Was ever woman in this humor won?

It paused for effect.

I'll have her, but I'll not keep her long . . .

“Excuse me?—”

I looked up. One of the students had walked up and touched me on the arm. He wore a peace button in his lapel and had a pair of pince-nez glasses perched precariously on his large nose.

“You're Next, aren't you?”

“Next for what?”

“Corporal Next, Light Armored Brigade.”

I rubbed my brow.

“I'm not here with the colonel. It was a coincidence.”

“I don't believe in coincidences.”

“Neither do I. That's a coincidence, isn't it?”

The student looked at me oddly as his girlfriend joined him. He told her who I was.

“You were the one who
went back,
” she marveled, as though I were a rare stuffed parakeet. “It was against a direct order. They were going to court-martial you.”

“Well, they didn't, did they?”

“Not when The
Owl on Sunday
got wind of your story. I've read your testimony at the inquiry. You're antiwar.”

The two students looked at one another as if they couldn't believe their good fortune.

“We need someone to talk at Colonel Phelps's rally,” said the young man with the big nose. “Someone from the other side. Someone who has been there. Someone with clout. Would you do that for us?”

“No.”

“Why not?”

I looked around to see if, by a miracle, my lift had arrived. It hadn't.

. . .
Whom I,
continued the mannequin,
some three months hence, stabbed in my angry mood at Tewkesbury?

“Listen, guys, I'd love to help you, but I can't. I've spent twelve years trying to forget. Speak to some other vet. There are thousands of us.”

“Not like you, Miss Next.
You
survived the charge. You went back to get your fallen comrades out. One of the fifty-one. It's your
duty
to speak on behalf of those that didn't make it.”

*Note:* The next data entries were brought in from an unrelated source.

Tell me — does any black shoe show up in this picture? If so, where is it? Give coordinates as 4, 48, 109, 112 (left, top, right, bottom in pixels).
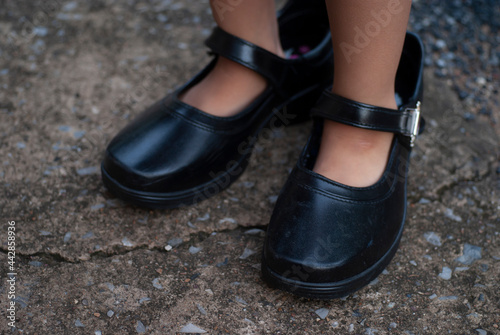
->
262, 33, 423, 299
101, 0, 333, 208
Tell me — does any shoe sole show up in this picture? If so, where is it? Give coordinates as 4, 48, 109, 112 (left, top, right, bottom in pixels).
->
101, 84, 327, 209
261, 219, 406, 300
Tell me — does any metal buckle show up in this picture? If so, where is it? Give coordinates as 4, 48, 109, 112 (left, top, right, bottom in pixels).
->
405, 101, 421, 148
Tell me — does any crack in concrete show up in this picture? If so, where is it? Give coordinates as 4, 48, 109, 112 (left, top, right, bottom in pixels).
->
0, 225, 267, 264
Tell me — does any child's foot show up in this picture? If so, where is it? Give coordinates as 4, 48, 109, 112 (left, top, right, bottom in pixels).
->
313, 96, 397, 187
180, 51, 283, 117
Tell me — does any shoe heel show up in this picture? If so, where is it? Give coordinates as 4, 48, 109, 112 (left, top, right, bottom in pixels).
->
279, 85, 325, 126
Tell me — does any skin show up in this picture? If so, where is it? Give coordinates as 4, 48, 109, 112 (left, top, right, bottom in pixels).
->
181, 0, 411, 187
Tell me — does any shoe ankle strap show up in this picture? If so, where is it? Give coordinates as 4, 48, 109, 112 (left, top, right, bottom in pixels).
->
311, 91, 425, 147
205, 27, 290, 95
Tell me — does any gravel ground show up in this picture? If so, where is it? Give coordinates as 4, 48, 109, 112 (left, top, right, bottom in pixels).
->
0, 0, 500, 335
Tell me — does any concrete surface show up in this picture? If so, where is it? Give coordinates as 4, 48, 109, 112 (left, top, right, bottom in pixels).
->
0, 0, 500, 334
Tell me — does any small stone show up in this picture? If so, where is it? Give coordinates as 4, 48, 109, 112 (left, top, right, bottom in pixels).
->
82, 231, 94, 240
28, 261, 43, 268
245, 228, 266, 235
189, 246, 201, 254
153, 278, 163, 290
196, 213, 210, 221
196, 304, 207, 315
76, 166, 99, 176
444, 208, 462, 222
439, 266, 452, 280
438, 295, 458, 301
240, 248, 256, 259
219, 218, 236, 224
215, 257, 229, 268
135, 321, 146, 333
424, 231, 442, 247
104, 283, 115, 292
455, 243, 482, 265
267, 195, 278, 205
234, 296, 248, 305
180, 323, 207, 334
167, 237, 184, 248
90, 203, 106, 211
242, 181, 255, 188
122, 237, 134, 247
139, 297, 151, 304
314, 308, 330, 320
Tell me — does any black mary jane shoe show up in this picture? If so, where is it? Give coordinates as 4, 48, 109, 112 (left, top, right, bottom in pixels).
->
101, 0, 333, 208
262, 33, 423, 299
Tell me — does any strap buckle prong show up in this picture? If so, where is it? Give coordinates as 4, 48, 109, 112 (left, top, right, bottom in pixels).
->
405, 101, 421, 148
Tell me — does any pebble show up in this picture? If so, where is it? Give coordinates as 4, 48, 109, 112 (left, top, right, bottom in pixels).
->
444, 208, 462, 222
28, 261, 43, 268
234, 296, 248, 305
122, 237, 134, 247
438, 295, 458, 301
196, 304, 207, 315
153, 278, 163, 290
240, 248, 256, 259
76, 166, 99, 176
245, 228, 266, 235
189, 246, 201, 254
439, 266, 452, 280
167, 237, 184, 248
90, 203, 106, 211
135, 321, 146, 333
455, 243, 482, 265
82, 231, 94, 240
196, 213, 210, 221
215, 257, 229, 268
180, 323, 207, 334
219, 218, 236, 224
314, 308, 330, 320
424, 231, 442, 247
104, 283, 115, 292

“Bullshit. My duty is to myself. I survived the charge and have lived with it every single day since. Every night I ask myself: Why me? Why did I live and the others, my brother even, die? There is no answer to that question and that's only just where the pain
starts
. I can't help you.”

“You don't have to speak,” said the girl persistently, “but better for one old wound to open than a thousand new ones, eh?”

“Don't teach me morality, you little shit,” I said, my voice rising.

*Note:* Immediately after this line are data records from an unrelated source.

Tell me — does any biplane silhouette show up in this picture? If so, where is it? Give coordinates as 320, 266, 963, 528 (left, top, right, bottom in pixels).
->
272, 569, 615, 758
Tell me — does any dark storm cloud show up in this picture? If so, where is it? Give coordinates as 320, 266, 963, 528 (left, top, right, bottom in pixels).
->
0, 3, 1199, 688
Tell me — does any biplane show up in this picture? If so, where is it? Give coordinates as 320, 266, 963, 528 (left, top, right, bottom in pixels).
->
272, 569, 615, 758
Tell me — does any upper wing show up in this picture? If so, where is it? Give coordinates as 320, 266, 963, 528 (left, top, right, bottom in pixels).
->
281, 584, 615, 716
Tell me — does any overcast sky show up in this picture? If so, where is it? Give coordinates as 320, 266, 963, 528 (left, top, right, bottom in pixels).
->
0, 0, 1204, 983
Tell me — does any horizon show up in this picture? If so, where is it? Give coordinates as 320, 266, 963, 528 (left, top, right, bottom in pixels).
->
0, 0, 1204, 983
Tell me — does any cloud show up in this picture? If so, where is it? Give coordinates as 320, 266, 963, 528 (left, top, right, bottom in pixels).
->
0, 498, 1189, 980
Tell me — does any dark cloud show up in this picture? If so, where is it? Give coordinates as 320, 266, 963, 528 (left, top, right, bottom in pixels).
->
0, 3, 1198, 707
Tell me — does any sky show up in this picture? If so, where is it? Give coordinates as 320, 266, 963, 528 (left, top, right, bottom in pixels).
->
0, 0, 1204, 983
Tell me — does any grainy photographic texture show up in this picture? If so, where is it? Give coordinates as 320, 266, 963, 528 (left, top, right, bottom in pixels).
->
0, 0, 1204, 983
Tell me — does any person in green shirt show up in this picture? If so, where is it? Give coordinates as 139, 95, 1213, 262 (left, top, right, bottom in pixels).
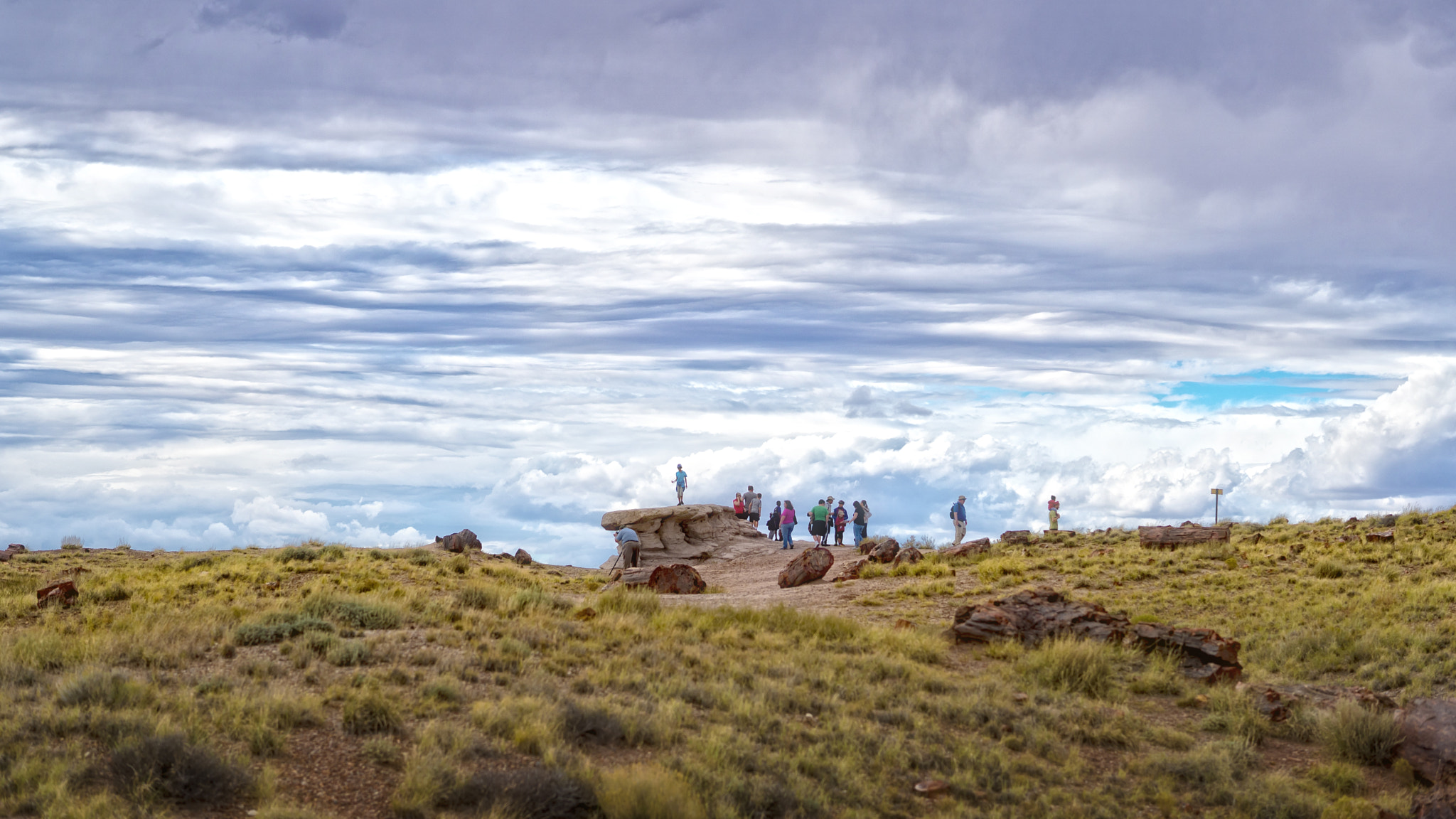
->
810, 498, 828, 547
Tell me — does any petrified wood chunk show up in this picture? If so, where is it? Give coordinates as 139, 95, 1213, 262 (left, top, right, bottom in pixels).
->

It had the desired effect. She handed me a leaflet, took her boyfriend by the arm, and departed.

I closed my eyes. My heart was beating like the
crump-crump-crump
of the Russian field artillery. I didn't hear the squad car pull up beside me.

“Officer Next?—” asked a cheery voice.

I turned and nodded gratefully, picked up my case and walked over. The officer in the car smiled at me. He had long dreadlocked hair and a pair of overly large dark glasses. His uniform was open at the collar in an uncharacteristically casual way for a SpecOps officer, and he wore a goodly amount of jewelry, also strictly against SpecOps guidelines.

“Welcome to Swindon, Officer! The town where anything can happen and probably will!”

He smiled broadly and jerked a thumb toward the rear of the car.

“Trunk's open.”

The boot contained a lot of iron stakes, several mallets, a large crucifix and a pick and shovel. There was also a musty smell, the smell of mold and the long dead—I hurriedly threw in my bag and slammed the boot lid down. I walked around to the passenger door and got in.


Shit
!—” I cried out, suddenly noticing that in the back, pacing the rear seats behind a strong mesh screen, was a large Siberian wolf. The officer laughed loudly.